Thinking big no obstacle for tiny Sarah

By Martin Johnston

Teen with rare genetic disorder tries experimental treatment in United States.

Sarah Morrell is in the US for a trial of a new treatment for her condition. Photo / Supplied
Sarah Morrell is in the US for a trial of a new treatment for her condition. Photo / Supplied

Sarah Morrell, who suffers from a rare disorder, is 17 years old, 1m tall and wants to be a travel agent when she is an adult.

The brave and positive youngster's thirst for travel, despite her disabilities, has been fuelled by many trips to the United States connected with her condition.

Sarah, of Wanganui, has Morquio 4 syndrome, a genetic disorder which means her body does not produce a particular enzyme needed for removing toxins.
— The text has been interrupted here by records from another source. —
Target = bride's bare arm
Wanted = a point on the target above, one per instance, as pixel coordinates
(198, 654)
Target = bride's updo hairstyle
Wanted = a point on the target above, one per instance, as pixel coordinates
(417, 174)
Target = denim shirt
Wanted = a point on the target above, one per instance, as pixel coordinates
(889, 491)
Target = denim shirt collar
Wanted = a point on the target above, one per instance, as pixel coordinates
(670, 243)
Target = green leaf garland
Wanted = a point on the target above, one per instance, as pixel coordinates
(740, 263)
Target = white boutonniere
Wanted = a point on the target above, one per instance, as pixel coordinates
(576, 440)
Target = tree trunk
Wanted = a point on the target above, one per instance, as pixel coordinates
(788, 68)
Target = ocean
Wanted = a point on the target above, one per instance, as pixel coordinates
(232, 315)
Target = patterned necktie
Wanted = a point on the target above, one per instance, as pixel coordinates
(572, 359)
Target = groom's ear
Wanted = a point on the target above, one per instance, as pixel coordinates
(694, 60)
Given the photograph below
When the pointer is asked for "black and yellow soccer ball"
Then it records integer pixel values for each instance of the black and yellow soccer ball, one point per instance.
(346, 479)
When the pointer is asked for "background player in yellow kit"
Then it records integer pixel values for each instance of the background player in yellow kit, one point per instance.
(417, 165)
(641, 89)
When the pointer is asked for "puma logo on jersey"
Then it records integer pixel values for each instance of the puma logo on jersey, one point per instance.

It has left her short, and suffering joint pain and breathing difficulties - but it hasn't affected her brain, nor her enthusiasm to make the most of life.

There is no cure. However, an enzyme replacement therapy has been developed to alleviate the symptoms and has given some improvement to those treated in a trial of patients who could walk. Sarah had several operations at Auckland's Starship hospital when she was younger to help reinforce her joints, including one that fused her head to her spine, but she lost the ability to walk. She has had to use a wheelchair since she was 10.

"We thought we had missed out on the trial," said Sarah's mother Lynda. "Then they decided to do an additional trial, in the non-ambulatory and would she be interested in going on it. We all decided yes, we're going to do this."

The trial is run in the San Francisco Bay area of California, where Sarah has gone for an annual check-up as part of a decade-long project to research the history of her disorder.

She had her first intravenous infusion of the enzyme replacement therapy this week. It's too soon to expect any improvement in her symptoms.

"I'm excited and nervous about the enzyme replacement," Sarah said. "I'm hoping that soon I will start feeling like I have more energy to help me live my life how I want.

"I've been here for nearly a month already because it's taken that long to get through the screening process. I've had so much surgery in the past the doctors at Oakland Children's Hospital needed to check with Starship to make sure it was safe for me to be part of the programme.

"This is a once-in-a-lifetime opportunity and I feel really proud to be part of it."

Mrs Morrell said the company behind the trial met many of the family's costs for Sarah's stay in California, but they had still taken a financial hit.

Husband Ben left his job as manager at a road contracting firm to stay with his daughter in the US for the year of the trial, and the couple have extended their mortgage by 20 years, when it had only a year to run.

Mrs Morrell, a nurse, sends $200 a week to her husband, but they are appealing for public support, "to allow us to survive in both places".


•Donations can be made on the internet at givealittle.co.nz/cause/SarahinSanFran


Q&A

What is Morquio 4 syndrome?

A genetic disorder affecting one in a million people. The sufferer's body can't produce a crucial enzyme that helps remove a type of sugar molecule, so sugar accumulates and becomes toxic.

What does it do?

Effects include growth restriction, weak and painful joints, breathing problems, premature death.

Is there a cure?

No but doctors are trying an experimental therapy involving weekly intravenous infusions of a synthetic form of the enzyme. So far there has been some evidence of benefit to patients.